Philip C. Johnson (1906-2005), American architect whose unconventional designs united influences as diverse as the neoclassicism of German architect Karl Friedrich Schinkel and the modernism of German American architect Ludwig Mies van der Rohe. For many years Johnson was the outstanding advocate in the United States of the starkly geometric, steel-and-glass type of architecture known as the International Style. In his later designs, with his architectural partner John Burgee, Johnson became a leader of the architectural movement known as postmodernism. In contrast to modern architecture’s rejection of decoration, postmodernism embraces the use of archways, gables, and other decorative elements drawn from historical sources (Modern Architecture).
Philip Cortelyou Johnson was born in Cleveland, Ohio. In 1927 he graduated from Harvard University with a degree in philosophy.
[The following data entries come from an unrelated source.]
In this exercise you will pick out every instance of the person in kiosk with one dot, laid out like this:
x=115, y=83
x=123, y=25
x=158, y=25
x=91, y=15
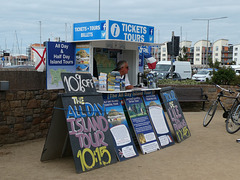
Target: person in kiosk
x=122, y=68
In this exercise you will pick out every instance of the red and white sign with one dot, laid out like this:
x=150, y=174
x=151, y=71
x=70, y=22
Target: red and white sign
x=151, y=63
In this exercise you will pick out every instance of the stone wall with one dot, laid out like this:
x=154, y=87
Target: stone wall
x=211, y=92
x=25, y=115
x=26, y=108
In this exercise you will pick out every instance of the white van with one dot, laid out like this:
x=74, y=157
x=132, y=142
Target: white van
x=236, y=68
x=181, y=67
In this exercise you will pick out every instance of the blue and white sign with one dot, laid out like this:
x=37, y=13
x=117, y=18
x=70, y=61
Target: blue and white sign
x=60, y=58
x=115, y=30
x=130, y=32
x=95, y=30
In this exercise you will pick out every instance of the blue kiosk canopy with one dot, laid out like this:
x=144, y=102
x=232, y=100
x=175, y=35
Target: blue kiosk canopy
x=112, y=30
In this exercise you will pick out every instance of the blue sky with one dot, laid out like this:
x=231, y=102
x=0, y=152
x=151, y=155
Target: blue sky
x=20, y=20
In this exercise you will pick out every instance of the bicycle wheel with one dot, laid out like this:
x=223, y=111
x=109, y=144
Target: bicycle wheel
x=208, y=117
x=233, y=120
x=235, y=114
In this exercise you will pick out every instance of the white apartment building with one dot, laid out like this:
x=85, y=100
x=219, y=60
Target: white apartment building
x=236, y=54
x=200, y=52
x=187, y=44
x=217, y=49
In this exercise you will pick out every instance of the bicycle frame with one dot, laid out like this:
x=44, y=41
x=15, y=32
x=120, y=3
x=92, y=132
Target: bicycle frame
x=230, y=97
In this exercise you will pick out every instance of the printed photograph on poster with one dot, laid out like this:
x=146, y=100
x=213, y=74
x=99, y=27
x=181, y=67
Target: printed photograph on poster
x=142, y=125
x=158, y=118
x=82, y=58
x=175, y=114
x=124, y=145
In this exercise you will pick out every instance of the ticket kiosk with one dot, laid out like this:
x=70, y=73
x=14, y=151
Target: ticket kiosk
x=106, y=42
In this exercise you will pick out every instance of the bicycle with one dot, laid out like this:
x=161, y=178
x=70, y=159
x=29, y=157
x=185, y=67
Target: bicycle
x=232, y=115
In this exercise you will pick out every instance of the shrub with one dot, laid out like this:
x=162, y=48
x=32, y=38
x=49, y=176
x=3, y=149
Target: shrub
x=224, y=76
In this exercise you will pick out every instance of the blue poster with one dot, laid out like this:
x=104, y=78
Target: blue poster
x=124, y=145
x=60, y=58
x=142, y=125
x=158, y=118
x=130, y=32
x=95, y=30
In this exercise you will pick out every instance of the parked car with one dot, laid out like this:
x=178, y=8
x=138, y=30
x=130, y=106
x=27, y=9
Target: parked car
x=167, y=75
x=203, y=75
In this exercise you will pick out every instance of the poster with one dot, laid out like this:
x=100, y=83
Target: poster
x=124, y=145
x=60, y=58
x=175, y=113
x=82, y=58
x=160, y=124
x=142, y=125
x=80, y=119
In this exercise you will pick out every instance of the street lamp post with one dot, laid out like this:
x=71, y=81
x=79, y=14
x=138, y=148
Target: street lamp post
x=208, y=19
x=99, y=11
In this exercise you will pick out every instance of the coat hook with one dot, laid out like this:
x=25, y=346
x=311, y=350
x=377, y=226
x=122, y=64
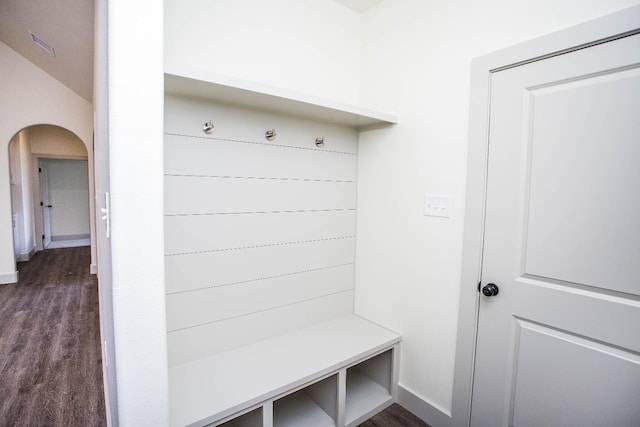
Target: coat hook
x=208, y=127
x=270, y=135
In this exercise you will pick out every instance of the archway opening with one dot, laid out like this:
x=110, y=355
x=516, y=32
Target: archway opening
x=49, y=190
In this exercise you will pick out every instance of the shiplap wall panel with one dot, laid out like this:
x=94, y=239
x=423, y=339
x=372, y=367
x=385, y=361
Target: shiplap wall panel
x=188, y=195
x=226, y=302
x=185, y=116
x=223, y=268
x=195, y=343
x=260, y=235
x=204, y=156
x=197, y=233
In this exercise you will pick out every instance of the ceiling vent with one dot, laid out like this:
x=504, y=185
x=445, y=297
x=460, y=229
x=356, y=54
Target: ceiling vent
x=37, y=40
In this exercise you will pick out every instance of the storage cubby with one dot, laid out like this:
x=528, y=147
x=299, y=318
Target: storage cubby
x=315, y=405
x=369, y=387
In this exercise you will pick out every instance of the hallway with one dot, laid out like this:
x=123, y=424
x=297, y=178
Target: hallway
x=50, y=356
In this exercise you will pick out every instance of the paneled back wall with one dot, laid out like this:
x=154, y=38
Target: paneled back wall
x=259, y=235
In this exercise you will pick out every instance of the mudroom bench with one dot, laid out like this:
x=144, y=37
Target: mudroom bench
x=336, y=373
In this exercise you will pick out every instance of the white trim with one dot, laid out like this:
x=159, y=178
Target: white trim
x=5, y=279
x=24, y=257
x=601, y=29
x=428, y=412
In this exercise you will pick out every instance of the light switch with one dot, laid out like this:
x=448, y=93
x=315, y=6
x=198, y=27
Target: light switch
x=435, y=205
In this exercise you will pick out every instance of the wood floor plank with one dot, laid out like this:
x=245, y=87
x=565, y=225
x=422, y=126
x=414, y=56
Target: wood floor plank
x=50, y=357
x=394, y=416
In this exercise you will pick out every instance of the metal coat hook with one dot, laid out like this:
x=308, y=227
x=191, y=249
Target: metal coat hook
x=270, y=134
x=208, y=127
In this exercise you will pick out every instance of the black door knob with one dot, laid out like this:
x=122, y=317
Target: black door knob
x=490, y=290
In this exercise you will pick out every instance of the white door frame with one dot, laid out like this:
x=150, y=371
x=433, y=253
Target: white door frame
x=608, y=27
x=36, y=194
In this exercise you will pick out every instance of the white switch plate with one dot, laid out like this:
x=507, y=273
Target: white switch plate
x=435, y=205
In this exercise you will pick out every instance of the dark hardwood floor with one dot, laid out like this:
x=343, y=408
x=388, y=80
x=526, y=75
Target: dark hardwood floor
x=394, y=416
x=50, y=357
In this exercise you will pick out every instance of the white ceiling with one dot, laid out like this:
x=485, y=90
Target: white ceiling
x=65, y=25
x=359, y=5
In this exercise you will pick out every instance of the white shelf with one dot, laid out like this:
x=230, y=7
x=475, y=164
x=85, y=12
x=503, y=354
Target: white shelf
x=250, y=419
x=217, y=387
x=256, y=96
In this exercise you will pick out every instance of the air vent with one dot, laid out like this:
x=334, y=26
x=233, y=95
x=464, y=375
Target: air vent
x=37, y=40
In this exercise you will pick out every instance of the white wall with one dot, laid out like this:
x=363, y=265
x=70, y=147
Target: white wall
x=30, y=96
x=20, y=184
x=53, y=141
x=416, y=62
x=135, y=120
x=306, y=46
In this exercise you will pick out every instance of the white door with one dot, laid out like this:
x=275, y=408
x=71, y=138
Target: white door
x=45, y=203
x=559, y=344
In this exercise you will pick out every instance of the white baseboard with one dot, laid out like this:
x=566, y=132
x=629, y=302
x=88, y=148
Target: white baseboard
x=427, y=412
x=8, y=278
x=26, y=256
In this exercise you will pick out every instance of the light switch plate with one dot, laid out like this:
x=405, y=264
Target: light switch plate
x=436, y=205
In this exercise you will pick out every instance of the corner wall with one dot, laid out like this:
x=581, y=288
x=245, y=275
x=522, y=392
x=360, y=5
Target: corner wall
x=416, y=62
x=312, y=47
x=30, y=96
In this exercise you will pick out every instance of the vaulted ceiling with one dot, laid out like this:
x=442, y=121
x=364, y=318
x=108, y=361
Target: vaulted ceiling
x=64, y=25
x=67, y=27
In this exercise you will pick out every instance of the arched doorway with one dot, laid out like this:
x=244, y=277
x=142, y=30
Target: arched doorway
x=48, y=164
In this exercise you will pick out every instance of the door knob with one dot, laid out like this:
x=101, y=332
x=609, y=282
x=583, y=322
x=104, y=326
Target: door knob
x=490, y=290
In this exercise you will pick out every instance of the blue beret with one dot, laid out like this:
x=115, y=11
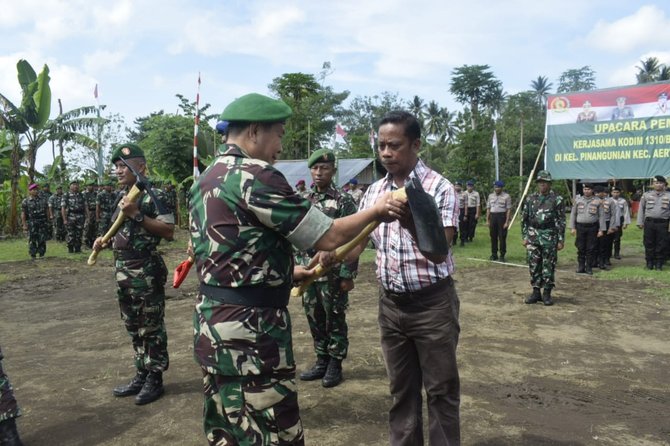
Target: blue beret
x=255, y=107
x=321, y=156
Almost immediately his interests turned to architecture, and he became recognized as a leading authority on contemporary trends. In 1932 he was appointed chairman of the department of architecture at the Museum of Modern Art in New York City. While in this post he strove to popularize the new architectural concept of sleek functional design, originally developed in Europe, which he named the International Style. Johnson's book International Style: Architecture Since 1922 (1932), written in collaboration with the American architectural historian Henry-Russell Hitchcock, helped introduce the principles of this new approach to architecture to the United States.
In 1940 Johnson left the museum and enrolled again at Harvard. He received an architectural degree in 1943, studying under Walter Gropius, the German-born leader of the modern style. Johnson entered the Army Corps of Engineers after receiving his degree during World War II. In 1946 he resumed his former post at the Museum of Modern Art. Under his direction, which lasted until 1954, museum exhibitions and publications continued to emphasize the International Style. During his years at the museum, he played a major role in modernizing American architecture.
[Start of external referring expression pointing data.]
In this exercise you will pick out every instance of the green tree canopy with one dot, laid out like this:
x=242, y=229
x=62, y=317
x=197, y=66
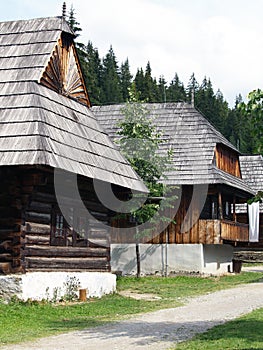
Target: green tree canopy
x=253, y=110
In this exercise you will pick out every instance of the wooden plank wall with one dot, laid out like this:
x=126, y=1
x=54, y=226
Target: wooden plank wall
x=202, y=231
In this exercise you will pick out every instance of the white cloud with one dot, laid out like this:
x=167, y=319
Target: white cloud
x=220, y=39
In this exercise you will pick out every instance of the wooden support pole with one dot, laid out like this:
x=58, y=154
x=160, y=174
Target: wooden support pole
x=234, y=209
x=220, y=205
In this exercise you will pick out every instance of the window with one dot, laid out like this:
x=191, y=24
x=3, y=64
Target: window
x=72, y=233
x=58, y=229
x=59, y=225
x=214, y=209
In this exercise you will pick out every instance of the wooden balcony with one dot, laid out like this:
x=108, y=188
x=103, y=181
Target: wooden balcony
x=234, y=231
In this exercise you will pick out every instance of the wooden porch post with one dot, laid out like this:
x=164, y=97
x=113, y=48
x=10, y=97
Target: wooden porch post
x=234, y=209
x=220, y=205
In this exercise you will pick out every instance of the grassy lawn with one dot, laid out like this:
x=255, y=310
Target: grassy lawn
x=21, y=321
x=241, y=334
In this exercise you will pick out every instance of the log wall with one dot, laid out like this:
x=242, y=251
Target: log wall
x=26, y=214
x=227, y=160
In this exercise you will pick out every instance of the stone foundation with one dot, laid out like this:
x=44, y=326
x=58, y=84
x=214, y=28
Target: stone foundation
x=162, y=259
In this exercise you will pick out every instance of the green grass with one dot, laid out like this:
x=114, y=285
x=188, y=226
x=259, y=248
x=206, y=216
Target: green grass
x=25, y=321
x=241, y=334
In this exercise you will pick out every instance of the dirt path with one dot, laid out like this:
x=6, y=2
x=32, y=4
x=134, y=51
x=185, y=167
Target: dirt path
x=161, y=329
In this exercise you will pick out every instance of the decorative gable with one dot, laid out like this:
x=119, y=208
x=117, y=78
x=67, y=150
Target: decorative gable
x=63, y=72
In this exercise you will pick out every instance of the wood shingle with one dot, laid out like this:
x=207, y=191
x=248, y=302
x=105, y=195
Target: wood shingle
x=48, y=127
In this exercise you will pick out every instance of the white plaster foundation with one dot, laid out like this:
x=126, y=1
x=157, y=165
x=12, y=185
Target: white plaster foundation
x=162, y=259
x=47, y=285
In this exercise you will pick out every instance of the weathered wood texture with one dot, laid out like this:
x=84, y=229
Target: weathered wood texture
x=28, y=199
x=234, y=231
x=193, y=141
x=190, y=227
x=227, y=160
x=45, y=116
x=63, y=73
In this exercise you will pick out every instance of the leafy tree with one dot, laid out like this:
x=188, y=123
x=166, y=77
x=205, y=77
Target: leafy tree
x=139, y=142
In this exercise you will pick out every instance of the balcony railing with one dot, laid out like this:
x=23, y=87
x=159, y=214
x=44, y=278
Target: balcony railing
x=234, y=231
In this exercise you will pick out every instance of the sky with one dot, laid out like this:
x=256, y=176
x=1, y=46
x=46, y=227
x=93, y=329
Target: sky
x=217, y=39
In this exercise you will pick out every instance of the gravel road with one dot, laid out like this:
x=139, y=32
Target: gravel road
x=161, y=329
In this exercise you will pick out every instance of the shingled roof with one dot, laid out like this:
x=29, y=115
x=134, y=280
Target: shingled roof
x=190, y=135
x=45, y=117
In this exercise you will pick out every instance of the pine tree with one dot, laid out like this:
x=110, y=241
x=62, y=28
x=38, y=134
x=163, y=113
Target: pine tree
x=110, y=79
x=162, y=90
x=192, y=88
x=93, y=68
x=176, y=91
x=125, y=79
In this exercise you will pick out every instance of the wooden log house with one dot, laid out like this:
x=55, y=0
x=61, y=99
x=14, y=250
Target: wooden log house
x=204, y=164
x=252, y=173
x=46, y=124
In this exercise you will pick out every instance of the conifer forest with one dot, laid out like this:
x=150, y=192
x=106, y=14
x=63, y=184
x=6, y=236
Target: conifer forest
x=108, y=82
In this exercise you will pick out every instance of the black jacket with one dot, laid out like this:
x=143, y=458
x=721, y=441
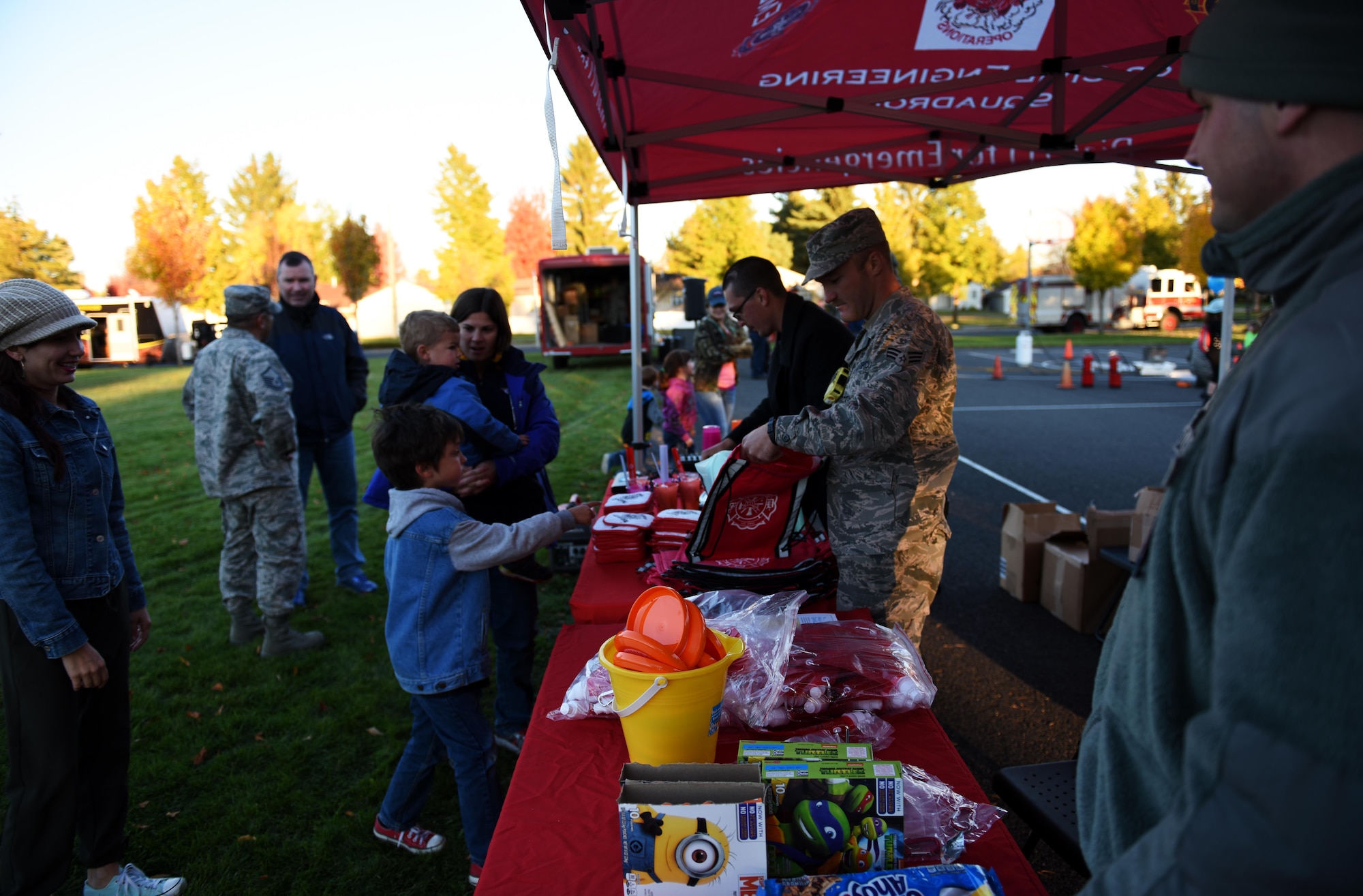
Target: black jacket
x=812, y=347
x=329, y=369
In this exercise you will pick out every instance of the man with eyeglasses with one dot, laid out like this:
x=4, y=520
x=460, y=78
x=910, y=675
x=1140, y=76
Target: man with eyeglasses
x=810, y=346
x=887, y=432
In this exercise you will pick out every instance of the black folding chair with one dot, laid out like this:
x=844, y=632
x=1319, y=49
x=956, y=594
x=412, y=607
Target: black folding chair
x=1043, y=797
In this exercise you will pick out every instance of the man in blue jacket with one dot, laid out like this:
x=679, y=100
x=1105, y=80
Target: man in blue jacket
x=322, y=354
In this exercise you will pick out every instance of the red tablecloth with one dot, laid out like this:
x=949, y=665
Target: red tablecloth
x=560, y=830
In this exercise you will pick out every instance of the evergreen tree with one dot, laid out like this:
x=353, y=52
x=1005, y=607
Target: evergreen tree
x=179, y=243
x=528, y=233
x=801, y=215
x=355, y=253
x=28, y=251
x=265, y=219
x=1107, y=244
x=476, y=249
x=589, y=200
x=719, y=233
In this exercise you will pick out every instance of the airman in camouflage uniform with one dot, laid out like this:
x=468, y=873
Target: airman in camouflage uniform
x=245, y=443
x=889, y=440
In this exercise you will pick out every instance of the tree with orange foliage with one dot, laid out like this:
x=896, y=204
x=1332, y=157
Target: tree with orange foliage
x=528, y=233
Johnson began designing buildings in 1942. Usually luxurious in scale and materials, his buildings featured an expansive use of interior space, a classical sense of symmetry, and an elegant grace. Johnson’s architecture first attracted public attention in 1949 with the construction of the Glass House, his own residence in New Canaan, Connecticut. A simple cube with all-glass exterior walls and practically no interior walls, the Glass House was greatly influenced by Johnson’s mentor, Mies van der Rohe, whose biography Johnson wrote in 1947. Johnson soon became one of the most frequently-commissioned architects in the world. In New York City he designed landmarks such as the Seagram Building (1958), a glass skyscraper in collaboration with Mies van der Rohe; the New York State Theater at Lincoln Center (1965); and parts of the Museum of Modern Art, including an outdoor sculpture garden and two new wings built in 1964. At Yale University in New Haven, Connecticut, he designed the Kline Science Center (1962).
In 1967 Johnson joined forces with Chicago architect John Burgee. Their many projects have included the Investment Diversified Services (IDS) center (1973) in Minneapolis, Minnesota, a complex of four glass buildings surrounding a 1,860-square-meter (20,000-square-foot) mall; and the spectacular Crystal Cathedral (1980) in Garden Grove, California, designed for television evangelist Robert H. Schuller and shaped like an elongated four-point star. The AT&T headquarters (1984, now the Sony Building) in New York City aroused controversy for its use of a broken pediment atop a skyscraper. The pediment is reminiscent of the cabinets made by 18th-century furniture designer Thomas Chippendale, and it led to the skyscraper’s nickname, the Chippendale building. Other postmodern designs by Johnson and Burgee include Pennzoil Place (1976) in Houston, Texas, noteworthy for its graceful stepped gables; PPG Place (1984), the headquarters of the Pittsburgh Plate Glass Company in Pennsylvania, a glass tower inspired by Gothic architecture; and the Transco Tower in Houston (1984, now known as the Williams Tower), which was inspired by art deco skyscrapers.
Johnson received the first Pritzker Prize, architecture’s highest award, in 1979. In 1989 he retired from Johnson/Burgee Associates but remained a consultant to John Burgee Architects. Johnson continued to design and in 1994 formed a new firm with architect Alan Ritchie. Designs by this firm include an office and retail building (1997) in Berlin, Germany, on the site of Checkpoint Charlie, a former border crossing between East Berlin and West Berlin; and an addition (2001) to the Amon Carter Museum (which Johnson had originally designed in 1967) in Fort Worth, Texas.